There are a lot of another issues with Networkpolicies here:

https://github.com/aws/aws-network-policy-agent/issues/288 https://github.com/aws/aws-network-policy-agent/issues/236 https://github.com/aws/aws-network-policy-agent/issues/73

Would be nice, if all of them could be fixed.

jayanthvn commented 1 month ago

@albertschwarzkopf - Can you please verify with the latest released image - https://github.com/aws/amazon-vpc-cni-k8s/releases/tag/v1.18.5? If you run into any of the issues please let us know.

albertschwarzkopf commented 1 month ago

@jayanthvn Thanks for the info. I have updated the eks addon and will watch it the next days.

617m4rc commented 1 month ago

We have updated to v1.18.5 and the problem remains. We also tried implementing an init container with a 2-second delay as proposed in https://github.com/aws/aws-network-policy-agent/issues/288#issuecomment-2389704801 but that mitigates the problem just partially.
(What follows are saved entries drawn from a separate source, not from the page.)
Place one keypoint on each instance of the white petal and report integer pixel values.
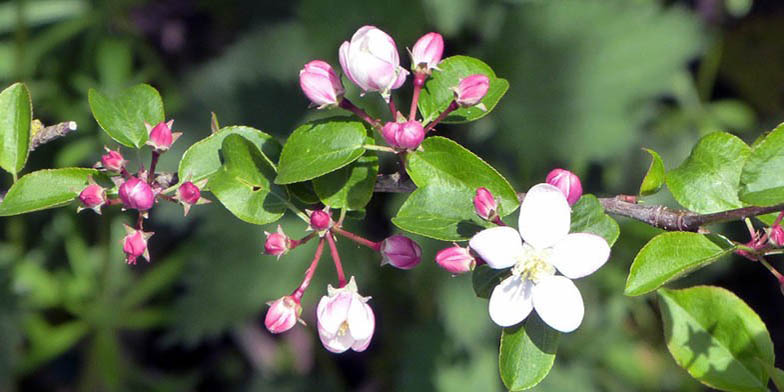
(510, 302)
(558, 303)
(498, 246)
(579, 254)
(545, 216)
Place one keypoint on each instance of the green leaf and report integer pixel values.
(761, 180)
(44, 189)
(669, 256)
(527, 353)
(708, 181)
(716, 337)
(16, 114)
(244, 183)
(654, 178)
(350, 187)
(437, 93)
(320, 147)
(123, 115)
(201, 159)
(588, 217)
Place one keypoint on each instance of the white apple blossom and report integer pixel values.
(544, 222)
albertschwarzkopf commented 1 month ago

@jayanthvn I still see sporadic disconnections. Especially when pods are restarted (e.g. in case of scaling operations)

haouc commented 1 month ago

@jayanthvn I still see sporadic disconnections. Especially when pods are restarted (e.g. in case of scaling operations)

Can you check to confirm this behavior only happens when pods are starting? Is the cluster on Standard or Strict mode?

Also does an init small waiting help (for validation purpose)?

albertschwarzkopf commented 1 month ago

@haouc no I cannot confirm it unfortunately, that it happens in case of restarts only, but I have observed it several times by restarting a pod. But as I said, it happens sporadically. I have set "ANNOTATE_POD_IP":"true" in the Add-On. But we do not use an init wait step. And we are using the "Standard" mode. But I think a feature like Networkpolicies should work without some hacking tricks.